Все сидящие за столом чуть заметно улыбнулись. Жандарм покраснел еще больше и сердито взглянул на есаула.
— Бороться с крамолой должны все, есаул.
Вихорев поднялся. Заложив руки за спину и четко ставя ноги, заходил по пушистому ковру.
— Совершенно верно. Это мы и делаем с божьей помощью. Вспомните недавнюю забастовку рабочих Златогорского военного завода. Неприятно, но пришлось прибегнуть к оружию.
— Скажите точнее — к расстрелу, — едко добавил Кривошеев.
Вихорев наклонил голову:
— Не надо громких слов.
— А какая демонстрация рабочих была недавно в Перми, господа, — заговорил горный инженер Иноземцев. — Колоссальная! На улицы вышли тысячи людей. И знаете, что они кричали? — Иноземцев обвел собравшихся взглядом. — Они кричали: «Долой самодержавие!» Вы только подумайте, господа!
— Ох, грехи наши, — снова пролепетал отец Макарий и перекрестился. Кривошеев крякнул, остальные, нахмурясь, молчали.

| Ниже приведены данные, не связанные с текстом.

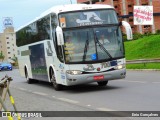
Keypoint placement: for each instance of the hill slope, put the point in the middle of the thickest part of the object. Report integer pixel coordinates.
(143, 48)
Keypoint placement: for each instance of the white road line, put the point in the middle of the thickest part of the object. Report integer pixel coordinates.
(68, 100)
(40, 93)
(137, 81)
(105, 109)
(22, 89)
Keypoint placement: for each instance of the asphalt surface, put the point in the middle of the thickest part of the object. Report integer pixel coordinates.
(139, 91)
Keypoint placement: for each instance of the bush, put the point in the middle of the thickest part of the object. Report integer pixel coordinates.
(137, 36)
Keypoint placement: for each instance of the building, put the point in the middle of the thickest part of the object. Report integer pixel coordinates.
(8, 44)
(124, 9)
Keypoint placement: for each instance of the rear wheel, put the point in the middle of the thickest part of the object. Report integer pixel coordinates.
(103, 83)
(53, 80)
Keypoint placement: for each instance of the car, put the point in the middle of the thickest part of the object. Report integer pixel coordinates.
(5, 66)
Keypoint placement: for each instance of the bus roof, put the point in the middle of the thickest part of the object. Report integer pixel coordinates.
(68, 8)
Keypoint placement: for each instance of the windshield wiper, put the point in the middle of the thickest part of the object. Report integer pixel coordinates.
(86, 48)
(101, 46)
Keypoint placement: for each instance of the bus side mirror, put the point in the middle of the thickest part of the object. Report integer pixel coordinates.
(59, 34)
(128, 30)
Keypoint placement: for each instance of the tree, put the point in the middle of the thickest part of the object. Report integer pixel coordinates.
(2, 56)
(15, 60)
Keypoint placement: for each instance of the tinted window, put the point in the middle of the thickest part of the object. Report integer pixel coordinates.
(37, 31)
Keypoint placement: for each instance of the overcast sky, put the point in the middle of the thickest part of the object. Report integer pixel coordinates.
(23, 11)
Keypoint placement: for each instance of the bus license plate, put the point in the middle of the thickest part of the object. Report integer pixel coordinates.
(100, 77)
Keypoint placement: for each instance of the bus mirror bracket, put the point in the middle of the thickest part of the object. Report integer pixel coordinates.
(59, 34)
(128, 30)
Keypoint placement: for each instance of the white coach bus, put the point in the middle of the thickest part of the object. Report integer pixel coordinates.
(73, 44)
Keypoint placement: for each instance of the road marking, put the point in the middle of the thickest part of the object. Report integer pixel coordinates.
(40, 93)
(68, 100)
(137, 81)
(88, 105)
(156, 82)
(105, 109)
(22, 89)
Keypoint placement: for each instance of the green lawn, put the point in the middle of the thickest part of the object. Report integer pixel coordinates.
(147, 47)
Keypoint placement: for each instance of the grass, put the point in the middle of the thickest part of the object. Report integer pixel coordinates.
(144, 66)
(147, 47)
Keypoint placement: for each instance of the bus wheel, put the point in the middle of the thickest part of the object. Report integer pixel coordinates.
(53, 80)
(29, 81)
(103, 83)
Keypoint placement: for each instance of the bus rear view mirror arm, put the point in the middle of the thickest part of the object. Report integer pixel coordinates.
(59, 34)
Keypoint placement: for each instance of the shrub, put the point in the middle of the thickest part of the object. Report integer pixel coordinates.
(137, 36)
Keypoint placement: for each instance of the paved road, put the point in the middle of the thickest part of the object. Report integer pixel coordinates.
(139, 91)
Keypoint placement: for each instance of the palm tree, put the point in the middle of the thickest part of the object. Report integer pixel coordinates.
(2, 56)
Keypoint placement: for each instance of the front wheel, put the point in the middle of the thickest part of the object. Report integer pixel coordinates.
(53, 80)
(102, 83)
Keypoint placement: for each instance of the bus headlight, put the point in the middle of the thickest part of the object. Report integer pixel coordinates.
(74, 72)
(120, 66)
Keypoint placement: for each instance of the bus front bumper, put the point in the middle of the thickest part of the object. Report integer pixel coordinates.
(91, 77)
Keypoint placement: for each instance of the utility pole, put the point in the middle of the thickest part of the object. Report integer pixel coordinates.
(71, 1)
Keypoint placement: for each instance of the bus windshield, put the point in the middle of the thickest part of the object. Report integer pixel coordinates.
(93, 44)
(87, 18)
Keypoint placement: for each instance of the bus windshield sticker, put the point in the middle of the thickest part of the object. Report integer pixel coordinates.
(63, 22)
(91, 19)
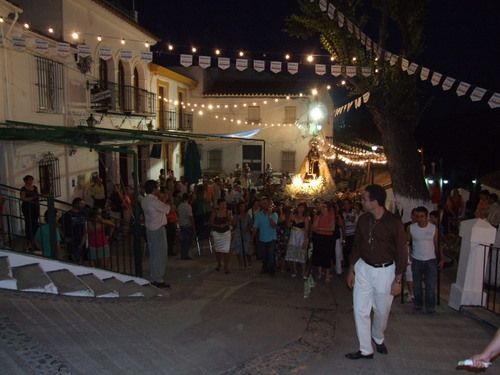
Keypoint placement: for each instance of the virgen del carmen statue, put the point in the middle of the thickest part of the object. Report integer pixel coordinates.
(313, 181)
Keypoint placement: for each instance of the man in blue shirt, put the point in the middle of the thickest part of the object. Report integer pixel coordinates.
(265, 221)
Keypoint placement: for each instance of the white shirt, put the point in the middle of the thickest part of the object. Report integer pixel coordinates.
(155, 212)
(422, 240)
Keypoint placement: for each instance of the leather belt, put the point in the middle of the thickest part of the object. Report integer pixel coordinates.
(380, 265)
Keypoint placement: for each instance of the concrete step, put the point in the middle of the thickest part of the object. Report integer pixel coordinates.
(100, 288)
(6, 279)
(69, 285)
(31, 278)
(152, 291)
(128, 289)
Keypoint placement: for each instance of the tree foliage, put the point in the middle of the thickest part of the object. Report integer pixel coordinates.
(393, 100)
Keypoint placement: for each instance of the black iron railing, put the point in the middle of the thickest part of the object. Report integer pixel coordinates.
(173, 120)
(491, 279)
(83, 239)
(113, 97)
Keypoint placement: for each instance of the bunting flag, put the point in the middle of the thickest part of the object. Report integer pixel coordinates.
(340, 19)
(320, 69)
(41, 46)
(412, 69)
(494, 101)
(84, 50)
(331, 11)
(448, 82)
(223, 63)
(436, 78)
(241, 64)
(106, 53)
(146, 56)
(126, 54)
(275, 66)
(186, 60)
(350, 71)
(477, 94)
(404, 64)
(293, 68)
(394, 59)
(19, 44)
(336, 70)
(424, 73)
(462, 88)
(63, 48)
(204, 61)
(259, 65)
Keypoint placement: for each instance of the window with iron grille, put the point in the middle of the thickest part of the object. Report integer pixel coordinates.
(288, 161)
(253, 113)
(50, 179)
(215, 159)
(290, 114)
(49, 83)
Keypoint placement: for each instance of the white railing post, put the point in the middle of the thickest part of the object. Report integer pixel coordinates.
(468, 288)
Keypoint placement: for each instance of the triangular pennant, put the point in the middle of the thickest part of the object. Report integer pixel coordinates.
(448, 82)
(477, 94)
(462, 88)
(223, 62)
(259, 65)
(436, 78)
(331, 11)
(412, 68)
(336, 70)
(494, 101)
(204, 61)
(186, 60)
(366, 71)
(320, 69)
(404, 64)
(424, 73)
(293, 68)
(275, 66)
(340, 19)
(241, 64)
(350, 71)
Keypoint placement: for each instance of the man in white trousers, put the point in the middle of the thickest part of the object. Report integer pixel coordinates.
(378, 260)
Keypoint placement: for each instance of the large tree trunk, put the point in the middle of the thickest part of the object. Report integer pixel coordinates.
(404, 162)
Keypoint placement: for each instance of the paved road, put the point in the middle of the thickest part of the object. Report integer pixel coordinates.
(213, 323)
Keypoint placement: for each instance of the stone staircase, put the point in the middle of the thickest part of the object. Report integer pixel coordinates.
(31, 273)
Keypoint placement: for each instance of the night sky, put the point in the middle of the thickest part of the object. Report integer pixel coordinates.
(461, 39)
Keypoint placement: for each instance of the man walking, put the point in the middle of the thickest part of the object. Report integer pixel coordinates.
(155, 219)
(423, 237)
(265, 221)
(377, 263)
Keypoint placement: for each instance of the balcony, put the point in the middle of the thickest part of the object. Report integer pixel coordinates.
(115, 98)
(173, 120)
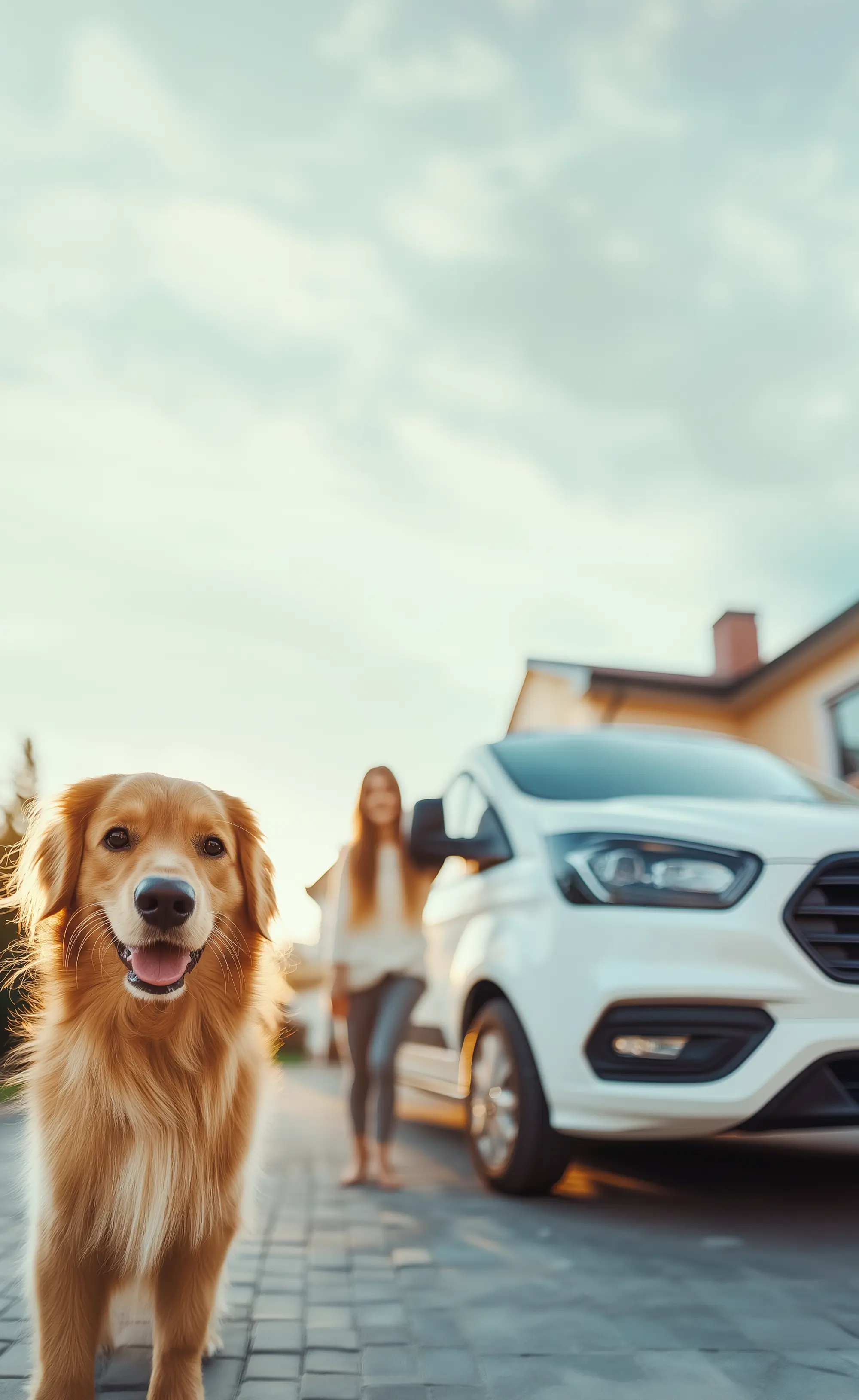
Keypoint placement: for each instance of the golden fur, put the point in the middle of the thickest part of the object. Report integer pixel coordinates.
(142, 1108)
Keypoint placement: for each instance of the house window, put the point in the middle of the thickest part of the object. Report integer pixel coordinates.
(846, 714)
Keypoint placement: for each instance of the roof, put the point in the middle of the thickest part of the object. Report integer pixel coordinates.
(717, 688)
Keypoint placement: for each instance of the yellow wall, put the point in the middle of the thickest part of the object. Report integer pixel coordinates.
(795, 722)
(792, 720)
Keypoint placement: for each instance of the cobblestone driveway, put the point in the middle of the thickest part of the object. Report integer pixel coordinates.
(678, 1276)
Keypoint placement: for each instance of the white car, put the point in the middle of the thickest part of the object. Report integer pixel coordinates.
(636, 933)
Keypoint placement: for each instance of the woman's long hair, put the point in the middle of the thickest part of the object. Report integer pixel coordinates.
(363, 857)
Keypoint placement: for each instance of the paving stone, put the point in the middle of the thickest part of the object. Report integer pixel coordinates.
(382, 1392)
(448, 1366)
(277, 1336)
(333, 1363)
(336, 1339)
(457, 1392)
(128, 1367)
(269, 1391)
(16, 1360)
(315, 1387)
(222, 1377)
(277, 1307)
(273, 1366)
(399, 1363)
(328, 1317)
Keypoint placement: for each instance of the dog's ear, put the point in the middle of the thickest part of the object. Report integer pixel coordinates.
(258, 871)
(45, 875)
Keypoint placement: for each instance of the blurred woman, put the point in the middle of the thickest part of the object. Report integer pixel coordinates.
(378, 957)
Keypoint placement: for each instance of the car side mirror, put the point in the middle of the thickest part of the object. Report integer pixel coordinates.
(431, 845)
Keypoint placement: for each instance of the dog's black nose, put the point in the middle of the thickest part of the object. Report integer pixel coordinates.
(164, 902)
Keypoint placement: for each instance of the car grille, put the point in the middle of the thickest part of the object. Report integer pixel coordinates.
(823, 916)
(847, 1071)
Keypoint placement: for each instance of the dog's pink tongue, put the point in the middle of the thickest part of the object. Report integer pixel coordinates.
(158, 964)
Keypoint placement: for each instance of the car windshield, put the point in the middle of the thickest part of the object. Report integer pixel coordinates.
(598, 765)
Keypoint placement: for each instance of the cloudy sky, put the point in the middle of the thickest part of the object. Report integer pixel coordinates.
(353, 352)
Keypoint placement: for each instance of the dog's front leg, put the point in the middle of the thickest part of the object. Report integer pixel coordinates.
(72, 1298)
(185, 1296)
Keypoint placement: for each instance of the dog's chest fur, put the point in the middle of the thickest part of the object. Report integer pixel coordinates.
(129, 1168)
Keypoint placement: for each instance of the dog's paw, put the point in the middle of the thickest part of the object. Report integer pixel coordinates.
(215, 1343)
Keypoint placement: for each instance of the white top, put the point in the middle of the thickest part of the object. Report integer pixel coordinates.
(390, 941)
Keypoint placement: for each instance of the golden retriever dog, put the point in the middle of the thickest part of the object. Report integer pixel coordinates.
(146, 905)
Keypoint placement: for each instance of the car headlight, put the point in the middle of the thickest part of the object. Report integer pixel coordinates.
(610, 869)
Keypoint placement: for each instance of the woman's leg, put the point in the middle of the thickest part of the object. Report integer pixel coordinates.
(363, 1007)
(399, 999)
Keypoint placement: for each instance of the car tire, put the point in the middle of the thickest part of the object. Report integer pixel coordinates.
(512, 1144)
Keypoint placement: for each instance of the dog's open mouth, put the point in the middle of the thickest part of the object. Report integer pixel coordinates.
(158, 968)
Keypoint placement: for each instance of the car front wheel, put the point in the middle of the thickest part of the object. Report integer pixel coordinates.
(512, 1144)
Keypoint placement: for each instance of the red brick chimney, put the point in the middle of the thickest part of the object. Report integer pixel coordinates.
(736, 644)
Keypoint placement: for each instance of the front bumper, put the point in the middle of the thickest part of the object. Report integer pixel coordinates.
(594, 960)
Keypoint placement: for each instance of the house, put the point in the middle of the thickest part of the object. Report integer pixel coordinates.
(804, 705)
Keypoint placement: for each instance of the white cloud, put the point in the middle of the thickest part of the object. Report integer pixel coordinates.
(264, 278)
(762, 245)
(462, 69)
(455, 212)
(114, 90)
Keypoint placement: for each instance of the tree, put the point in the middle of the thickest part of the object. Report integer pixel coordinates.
(13, 824)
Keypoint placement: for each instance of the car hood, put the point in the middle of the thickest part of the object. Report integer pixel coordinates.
(802, 832)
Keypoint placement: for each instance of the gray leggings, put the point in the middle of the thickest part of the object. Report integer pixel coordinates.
(377, 1024)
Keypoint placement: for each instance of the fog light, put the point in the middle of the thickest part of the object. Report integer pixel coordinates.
(650, 1048)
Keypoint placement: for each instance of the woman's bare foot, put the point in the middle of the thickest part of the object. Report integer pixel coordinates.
(356, 1174)
(387, 1177)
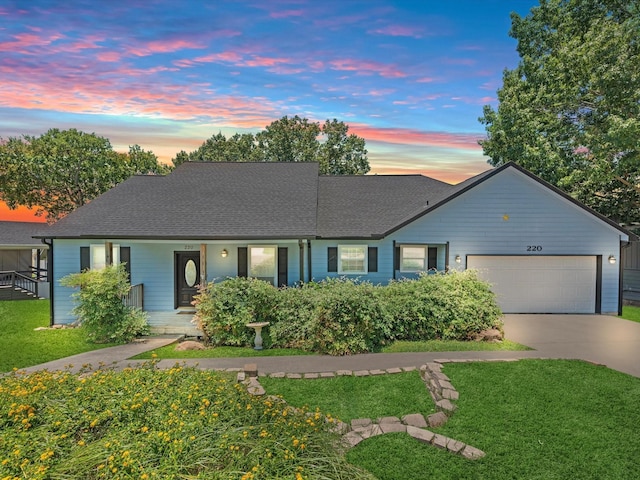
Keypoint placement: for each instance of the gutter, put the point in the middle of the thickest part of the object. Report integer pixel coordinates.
(50, 277)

— Пермский губернатор, — продолжал Иноземцев, — был вынужден удовлетворить требования демонстрантов и освободил политических арестованных…
— Болван! — сквозь зубы процедил Вихорев, продолжая ходить по ковру, и непонятно было, к кому это относится: к губернатору или рассказчику. Наступило неловкое молчание.
— Господа, — сказал зевая Атясов. — Полагаю, мы все определили. Утро вечера мудренее. А сейчас прошу отужинать.
Утром, когда гости еще почивали, к дому управляющего прибежал Клыков. На десятнике лица не было, дышал он как загнанная лошадь. Привратник не пустил Ивана.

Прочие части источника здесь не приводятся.